We track these licenses at the package level

• declared_license_expression: The license expression for this package typically derived from its extracted_license_statement or from some other type-specific routine or convention.
• other_license_expression:The license expression for this package which is different from the declared_license_expression, (i.e. not the primary license) routine or convention.

Both are normalized licenses on which we ran ScanCode license detection, using eventually package-type-specific conventions.

We also track:

• extracted_license_statement: The license statement mention, tag or text as found in a package manifest and extracted.
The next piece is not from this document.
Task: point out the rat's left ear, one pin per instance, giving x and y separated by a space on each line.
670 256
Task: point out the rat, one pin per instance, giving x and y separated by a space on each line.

This can be a string, a list or dict of strings possibly nested, as found originally in the manifest.

• notice_text: A notice text for this package.

declared_license_expression is generally consistent with SPDX definition. There is no such thing as "detected license" in SPDX and we do not track concluded license in ScanCode toolkit since as a tool it does not conclude anything.

So please consider the way we implemented to detect licenses correctly with the --package option. I am open to refinements, improvements and enhancements but you have a designed, tested and correct way to detect all these licenses right now without doing any changes.